I sympathise with those establishments who don't have the room to have a stand alone baby change, it's completely understandable. HOWEVER why have it in the women toilet?


Again it implies that men don't or shouldn't go out alone with the children.


I've been to a few places where they have a mobile baby change on wheels which can be taken to either toilet and that's a great solution. More places should do this.


One other bug bare with this one is putting the baby change in the disabled toilet!


I understand the idea behind this one... It's mutual territory and isn't designated to a particular sex, HOWEVER... It puts the toilet out of action for a disabled person who might need the toilet, which also doesn't sit right.


Assuming that a woman/mother must always be the primary caregiver.

I may have mentioned this incident before, but I know others have had a very similar experience recently, so it is clearly still a problem!


Now, with my wife being in the military, she gets her medical care from a military medical centre, so every time we move location, I have to register myself and the children at the local doctors.

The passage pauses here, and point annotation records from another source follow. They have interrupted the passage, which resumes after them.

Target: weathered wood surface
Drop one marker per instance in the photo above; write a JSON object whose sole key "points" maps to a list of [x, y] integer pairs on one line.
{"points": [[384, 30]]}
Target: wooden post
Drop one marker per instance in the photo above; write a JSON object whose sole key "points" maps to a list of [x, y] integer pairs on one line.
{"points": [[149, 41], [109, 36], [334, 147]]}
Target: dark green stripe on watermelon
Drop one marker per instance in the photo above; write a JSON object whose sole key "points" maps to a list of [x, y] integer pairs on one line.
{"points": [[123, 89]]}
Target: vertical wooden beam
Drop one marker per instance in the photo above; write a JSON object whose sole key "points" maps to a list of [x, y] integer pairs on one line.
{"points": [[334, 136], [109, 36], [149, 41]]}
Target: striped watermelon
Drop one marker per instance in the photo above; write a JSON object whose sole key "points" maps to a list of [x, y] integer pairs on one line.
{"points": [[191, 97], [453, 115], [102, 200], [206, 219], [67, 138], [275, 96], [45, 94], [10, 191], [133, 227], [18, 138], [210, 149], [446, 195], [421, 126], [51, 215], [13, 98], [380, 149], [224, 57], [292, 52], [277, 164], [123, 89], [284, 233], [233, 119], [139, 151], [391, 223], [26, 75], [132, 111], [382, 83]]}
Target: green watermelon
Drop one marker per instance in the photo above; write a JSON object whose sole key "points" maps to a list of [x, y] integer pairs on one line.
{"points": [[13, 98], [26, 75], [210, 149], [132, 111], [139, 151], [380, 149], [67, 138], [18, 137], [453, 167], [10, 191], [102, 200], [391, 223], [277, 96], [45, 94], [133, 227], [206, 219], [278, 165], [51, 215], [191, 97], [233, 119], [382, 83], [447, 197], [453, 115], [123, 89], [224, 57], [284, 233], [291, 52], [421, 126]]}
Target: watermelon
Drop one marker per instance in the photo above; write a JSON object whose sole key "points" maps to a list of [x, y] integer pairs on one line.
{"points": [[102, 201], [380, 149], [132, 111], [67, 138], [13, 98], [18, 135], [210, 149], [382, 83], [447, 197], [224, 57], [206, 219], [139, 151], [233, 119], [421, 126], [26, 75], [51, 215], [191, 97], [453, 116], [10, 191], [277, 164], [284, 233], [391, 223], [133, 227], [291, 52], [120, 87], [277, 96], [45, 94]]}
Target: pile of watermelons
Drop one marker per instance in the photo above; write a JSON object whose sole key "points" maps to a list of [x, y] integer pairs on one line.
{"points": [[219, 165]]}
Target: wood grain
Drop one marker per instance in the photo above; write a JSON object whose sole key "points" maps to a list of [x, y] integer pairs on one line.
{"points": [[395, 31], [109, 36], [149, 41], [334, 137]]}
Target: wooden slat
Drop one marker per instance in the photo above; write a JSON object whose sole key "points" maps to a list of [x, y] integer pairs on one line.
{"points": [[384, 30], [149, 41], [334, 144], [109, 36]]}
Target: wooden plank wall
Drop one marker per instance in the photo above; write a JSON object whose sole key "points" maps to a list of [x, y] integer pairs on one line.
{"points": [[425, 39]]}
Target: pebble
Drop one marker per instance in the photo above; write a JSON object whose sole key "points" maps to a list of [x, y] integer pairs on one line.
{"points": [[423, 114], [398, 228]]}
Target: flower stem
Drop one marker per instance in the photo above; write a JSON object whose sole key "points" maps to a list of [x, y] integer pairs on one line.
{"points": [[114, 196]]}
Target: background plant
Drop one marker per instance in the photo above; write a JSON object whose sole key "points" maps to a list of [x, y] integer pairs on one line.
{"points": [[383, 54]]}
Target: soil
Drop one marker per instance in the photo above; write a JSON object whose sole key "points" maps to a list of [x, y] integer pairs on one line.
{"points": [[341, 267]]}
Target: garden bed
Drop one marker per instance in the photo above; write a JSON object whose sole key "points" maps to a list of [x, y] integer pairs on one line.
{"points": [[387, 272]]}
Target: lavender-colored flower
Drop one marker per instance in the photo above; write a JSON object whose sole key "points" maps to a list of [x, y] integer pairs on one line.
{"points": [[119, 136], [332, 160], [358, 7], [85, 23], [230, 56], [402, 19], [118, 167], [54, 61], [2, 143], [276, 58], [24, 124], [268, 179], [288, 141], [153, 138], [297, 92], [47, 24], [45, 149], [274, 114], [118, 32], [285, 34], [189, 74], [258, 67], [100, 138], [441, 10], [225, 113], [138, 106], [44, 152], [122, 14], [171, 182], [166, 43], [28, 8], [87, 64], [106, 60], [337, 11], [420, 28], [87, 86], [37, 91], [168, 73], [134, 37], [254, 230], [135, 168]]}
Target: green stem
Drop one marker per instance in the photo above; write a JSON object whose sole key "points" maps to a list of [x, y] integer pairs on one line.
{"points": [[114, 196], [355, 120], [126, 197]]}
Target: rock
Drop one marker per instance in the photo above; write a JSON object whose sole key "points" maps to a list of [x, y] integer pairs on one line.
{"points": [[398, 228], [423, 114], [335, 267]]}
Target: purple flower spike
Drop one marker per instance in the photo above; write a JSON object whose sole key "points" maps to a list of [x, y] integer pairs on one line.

Kelly doesn't tend to come along to this, as she doesn't need to, but it completely shocked me when we moved up to Scotland and I took the registration forms into our local GP surgery to register, and the nurse (quite rudely) asked me "does she not have a mother?!". I mean, how shocking and insensitive is that, why should I be expected to explain myself in this situation? Why can't a father take the children to be registered at the doctors? What if they didn't have a mother, what answer is she expecting here?


People still assume that dads play one role and mums play another, and that they have the right to comment if we don't fit that stereotypical mould.


Isn't it time we stopped putting mothers down for her decision to have children, and start appreciating that many fathers have a more equal share of the parenting these days.


We do not need praise for these basic things such as being out of the house with our own children. We're all parents and that's the only umbrella we need to sit under.